By the end of high school, I could chart the precise order of last day events–the loud cry, the little time of trouble, the national Sunday law, the close of probation, the great time of trouble, the death decree, etc.

In college and seminary, I added to my repertoire. I became an expert on justification, sanctification and glorification. I could explain legal, relational and psychological theories of the atonement. I could teach people how to “pray through the sanctuary.” I could explain “the covenants.” I could comfortably toss around words like soteriology, pre-lapsarian and post-lapsarian, eschatology, hermeneutics, hamartology, ecclesiology, epistemology. When I began pastoring my first church–the Babylon Adventist Church on Long Island–I believed an enormous number of things and could explain why they were true.

Now, I believe less.

I have not been persuaded by the various efforts to “disprove” Adventism. The evangelical critique of Adventism has a patina of scholarship. However, it appears to me to merely replace slavish Adventist dependence on Ellen White as the primary interpreter of the Bible with a slavish dependence on Paul as the ultimate voice of truth. Not a great leap forward in epistemology, exegesis or human well-being. The unrestrained confidence in the “assured results of scholarship” characteristic of classic liberal theology seems naive to me. History has not been kind to “assured results.”

My believing less arises not from the attraction of another truer (or more sophisticated or more exegetically-precise or more venerable) system.
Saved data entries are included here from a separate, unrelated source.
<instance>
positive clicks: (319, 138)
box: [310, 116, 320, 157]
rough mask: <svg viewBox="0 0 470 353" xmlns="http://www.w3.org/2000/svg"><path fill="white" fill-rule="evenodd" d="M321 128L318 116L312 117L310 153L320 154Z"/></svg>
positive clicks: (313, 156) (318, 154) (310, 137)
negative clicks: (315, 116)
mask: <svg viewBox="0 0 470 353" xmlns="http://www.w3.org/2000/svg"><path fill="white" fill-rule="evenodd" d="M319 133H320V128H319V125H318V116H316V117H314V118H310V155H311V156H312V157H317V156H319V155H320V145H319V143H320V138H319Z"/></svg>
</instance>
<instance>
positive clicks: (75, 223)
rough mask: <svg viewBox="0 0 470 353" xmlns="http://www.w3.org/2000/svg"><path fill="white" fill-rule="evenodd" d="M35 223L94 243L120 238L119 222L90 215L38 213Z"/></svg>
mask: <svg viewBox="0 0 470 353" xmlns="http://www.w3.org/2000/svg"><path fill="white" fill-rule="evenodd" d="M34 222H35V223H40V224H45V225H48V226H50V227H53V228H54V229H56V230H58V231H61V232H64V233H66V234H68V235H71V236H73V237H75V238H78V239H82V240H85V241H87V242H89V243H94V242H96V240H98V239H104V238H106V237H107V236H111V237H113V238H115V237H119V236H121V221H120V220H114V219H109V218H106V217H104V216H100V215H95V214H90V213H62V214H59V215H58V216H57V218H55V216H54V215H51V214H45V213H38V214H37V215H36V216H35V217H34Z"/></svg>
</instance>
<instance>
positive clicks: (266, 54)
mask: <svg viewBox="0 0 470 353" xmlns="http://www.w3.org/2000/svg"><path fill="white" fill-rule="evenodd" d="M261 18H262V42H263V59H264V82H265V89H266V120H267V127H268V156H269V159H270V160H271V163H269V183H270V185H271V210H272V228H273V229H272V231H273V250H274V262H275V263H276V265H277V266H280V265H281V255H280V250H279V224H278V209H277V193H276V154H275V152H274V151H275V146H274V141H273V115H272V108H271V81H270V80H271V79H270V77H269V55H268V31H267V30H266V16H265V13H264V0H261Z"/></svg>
Rather it arises out of thirty years of listening to God’s people–professional theologians and mothers and students and scientists and the home-bound disabled and addicts and care-givers and doctors and truck drivers.

All those prophetic details? The theologians argue endlessly. Some of their arguments are interesting. However, a correct interpretation of Daniel 8 and Revelation 13 offers no help for people who have spent thirty years trying to quit smoking or people who are interacting with adult children who are schizophrenics. Should I really claim to believe something that makes no difference for mothering, bill-paying, physical health or the navigation of old age?

To push it even further, people who REALLY do believe we are at the end of time drop out of school, move to the country and “evangelize” in confrontational, obnoxious ways. In other words their lives are deranged.

The same holds for “justification, sanctification, glorification.” The debates about soteriology (how a person is saved) fill endless volumes. The debate is interesting and irrelevant. In my limited experience there is a strong correlation between having highly developed soteriological schemas and being tragically ineffective in significant relationships. Knowing the precise relation between justification and sanctification appears to offer little help for troubled marriages or dealing with addictions or managing money wisely.

So I believe less.

I believe in God.

I believe in people. God made them. God died for them. I figure salvation (whatever that means) is the default state of things. If God, with classical omniscience and omnipotence, created humanity with the full knowledge that 95 percent of them (cf. Ellen White’s statements about “not one in twenty”) would be incinerated, that would raise ethical questions at least as large as those created by theistic evolution.

I believe “God desires mercy and not sacrifice.” That is, relationships are more important than religious rectitude.

I believe doing good is more important that believing right. (Though, of course, ideas matter. Some ideas have consequences.)

I believe making beauty is better than making ugly.

(Some readers, at this point, might ask, then what do I make of the highly elaborated theology of Adventism? Do I think we should get rid of it? Do I think it is wrong? I’ll address this in a future post under the title, “If theology can’t fix my car, what good is it?” Hint: water color painting won’t fix my car either, and I'm still a watercolor painter.)

2 comments:

  1. RE: God toasting 95% of people. I think I am becoming more Calvanist with time. At some point, you just can't save yourself. There comes a time when you just have to give up and acknowlege that you are a hopeless sinner, that you like sinning, you don't want to stop (or start), and that if you are going to be saved, God is just going to have to do it, and if He doesn't, then you are just going to be lost.

    It is scary, but it is such a relief.

    At some other point you also realize that you are not just a sinner, or just a saint, but you are both at the same time, and that God is OK with it. That realization makes it a lot easier to be OK with the other sinner/saints you live with.